Serikat buruh juga menuntut
Pemerintah Kota Bandung dan Dewan Pengupahan untuk segera melakukan survei
terkait komponen hidup layak (KHL) yang menjadi dasar penentuan UMK. Kenaikan
berbagai kebutuhan pokok serta inflasi dalam beberapa tahun terakhir harus
memutakhirkan nilai KHL dari kondisi terkini. Maka, kenaikan upah 27 persen
pada 2023 merupakan hal yang wajib untuk mengurangi beban para pekerja.
Mereka juga menuntut adanya
pengganti Bantuan Subsidi Upah (BSU) dari pemerintah pusat yang tidak bisa
diterapkan di Kota Bandung dengan UMK Rp3,7 juta. Penerima BSU pemerintah pusat
hanya menyasar UMK di bawah Rp3,5 juta. Buruh juga menanti bantuan bus,
rusunawa, dan sembako murah yang pernah dijanjikan Pemkot Bandung.
Ketua DPRD Kota Bandung H. Tedy
Rusmawan, A.T., M.M.,mengatakan, dewan Kota Bandung terus menerima keluhan dan
masukan dari berbagai lapisan selepas naiknya harga BBM.
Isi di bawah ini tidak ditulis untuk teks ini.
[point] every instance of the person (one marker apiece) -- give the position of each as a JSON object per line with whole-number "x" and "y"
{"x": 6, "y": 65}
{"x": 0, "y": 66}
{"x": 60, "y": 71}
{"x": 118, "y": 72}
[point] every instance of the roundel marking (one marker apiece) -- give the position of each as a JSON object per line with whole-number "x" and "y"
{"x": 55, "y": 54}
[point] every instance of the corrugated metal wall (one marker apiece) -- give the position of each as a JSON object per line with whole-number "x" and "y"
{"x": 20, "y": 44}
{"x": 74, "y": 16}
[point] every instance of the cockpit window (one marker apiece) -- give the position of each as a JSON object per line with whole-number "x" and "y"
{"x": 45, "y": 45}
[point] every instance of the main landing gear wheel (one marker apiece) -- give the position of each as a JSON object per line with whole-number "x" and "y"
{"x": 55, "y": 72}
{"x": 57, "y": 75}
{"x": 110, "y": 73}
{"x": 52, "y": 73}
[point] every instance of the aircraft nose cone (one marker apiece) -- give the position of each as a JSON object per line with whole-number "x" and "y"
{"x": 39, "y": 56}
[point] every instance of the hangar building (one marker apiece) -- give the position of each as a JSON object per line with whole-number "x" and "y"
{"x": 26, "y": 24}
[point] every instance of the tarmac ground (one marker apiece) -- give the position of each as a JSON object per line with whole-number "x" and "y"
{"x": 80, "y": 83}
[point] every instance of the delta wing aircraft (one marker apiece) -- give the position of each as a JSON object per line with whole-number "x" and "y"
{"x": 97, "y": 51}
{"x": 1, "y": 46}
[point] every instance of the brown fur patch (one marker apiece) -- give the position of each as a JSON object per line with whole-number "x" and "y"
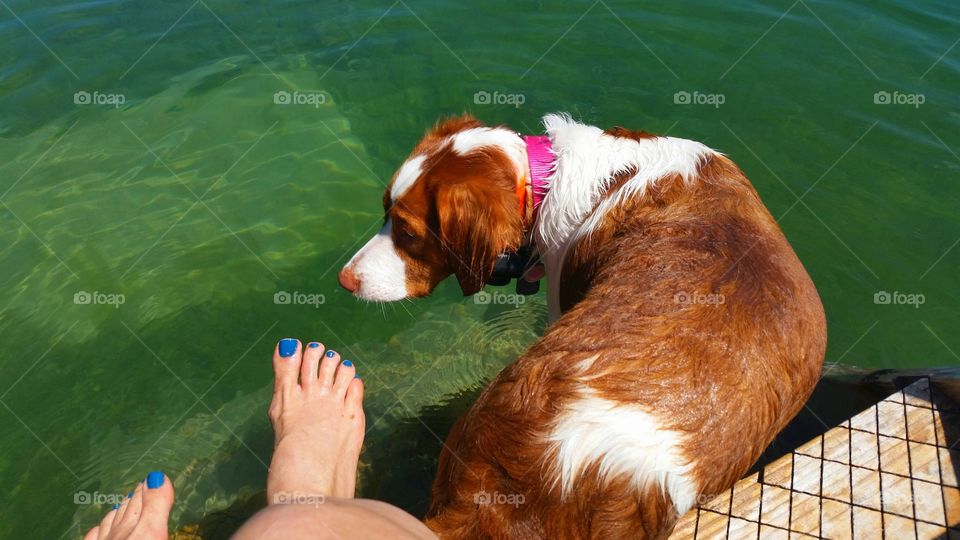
{"x": 727, "y": 374}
Tedy juga terus melakukan pemantauan
ke lapangan dan meminta SKPD terkait untuk segera mengantisipasi dampak ikutan
dari kenaikan harga BBM.
“Tema besar pemerintah pusat ini ada
tagline ‘Pulih Lebih Cepat, Bangkit Lebih Kuat.’ Sekarang ini rasanya untuk
bangkit lebih berat. Ini memberatkan warga negara. Kemiskinan bisa bertambah.
Terkait harga BBM, DPRD Kota Bandung sudah menyiapkan surat yang ditujukan
kepada Presiden agar mendengarkan aspirasi (*/red).